The Verification Pipeline for Python

In this part, we'll see Deppy's verification pipeline handle Python-specific challenges at each stage:

Pipeline Stages for Python Features

1
Parse & Introspect — Deppy uses Python's inspect module and AST to extract method signatures, decorators, metaclasses, and dynamic attribute access patterns.
2
Protocol Matching — For each class, Deppy identifies which Protocols it structurally conforms to and attempts to construct DuckPath proofs.
3
Decorator Unwinding — Decorator stacks are unwound to verify that each decorator preserves the specifications of the function/class it wraps.
4
Metaclass Fibration — Metaclass hierarchies are modeled as fibrations; Deppy verifies that the fiber over each class satisfies the metaclass's invariants.
5
Dynamic Dispatch Proof — Runtime type tests (isinstance, match/case) generate branching proofs with narrowed types in each branch.
6
Transport Checking — Monkey patches and runtime modifications are checked via transport along paths to ensure properties are preserved.

Running the Examples

All examples in Part 3 require the Deppy runtime with Z3 support:

# Install Deppy with Z3 backend
pip install git+https://github.com/thehalleyyoung/deppy.git
pip install z3-solver

# Verify a sidecar (works for any module structure)
python -m deppy.pipeline.run_verify drawing.deppy --out drawing.lean

# Or for the decorator form
python -m deppy.pipeline.run_verify --from-module drawing --out drawing.lean
# Example output (truncated):
$ python -m deppy.pipeline.run_verify drawing.deppy --out drawing.lean
  ProofTerm subclasses (C1–C7 audit batch):
    constructed / kernel-accepted:         N / N
  ──────────────────────────────────────────
  deppy.lean.lean_runner round-trip:       OK
  ──────────────────────────────────────────
  ✓ CERTIFIED — top-level certify_or_die: PASS

Mathematical Foundations

For readers interested in the theory, here's the formal statement of the main theorem underlying Part 3:

Theorem (Duck Typing Soundness). Let P be a Protocol with methods m₁, …, mₖ and let C be a class. If for each mᵢ there exists a method C.mᵢ with a compatible signature (covariant return, contravariant arguments), then there exists a path p : C =_{Protocol} P in the protocol universe, and for any property Φ verified against P, we have transport(p, Φ) : Φ(C).

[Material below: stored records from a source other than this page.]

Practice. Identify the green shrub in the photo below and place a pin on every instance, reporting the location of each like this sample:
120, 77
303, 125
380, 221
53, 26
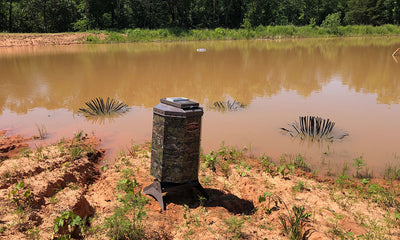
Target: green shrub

This theorem is proved in Deppy's core library using cubical Agda as the metalanguage, with Z3 handling the signature compatibility checks. The practical consequence: if you verify your code against a Protocol, and a new class satisfies that Protocol, the verification transfers automatically.

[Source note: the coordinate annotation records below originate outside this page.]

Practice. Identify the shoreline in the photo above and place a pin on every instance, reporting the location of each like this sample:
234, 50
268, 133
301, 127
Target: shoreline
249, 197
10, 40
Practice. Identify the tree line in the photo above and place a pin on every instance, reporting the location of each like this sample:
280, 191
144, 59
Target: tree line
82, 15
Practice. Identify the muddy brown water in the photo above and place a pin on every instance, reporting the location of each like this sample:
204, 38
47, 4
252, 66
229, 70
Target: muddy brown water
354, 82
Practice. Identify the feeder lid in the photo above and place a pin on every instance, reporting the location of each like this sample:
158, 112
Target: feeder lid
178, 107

Before diving into the chapters, think about the following: suppose you have a function def process(items: Iterable[int]) -> int that is verified to return the sum of all items. Now someone passes a generator expression (x*2 for x in range(10)). How would you prove that this generator satisfies the Iterable[int] protocol? What challenges arise from the fact that generators are single-use? We'll answer these questions in Chapter 9.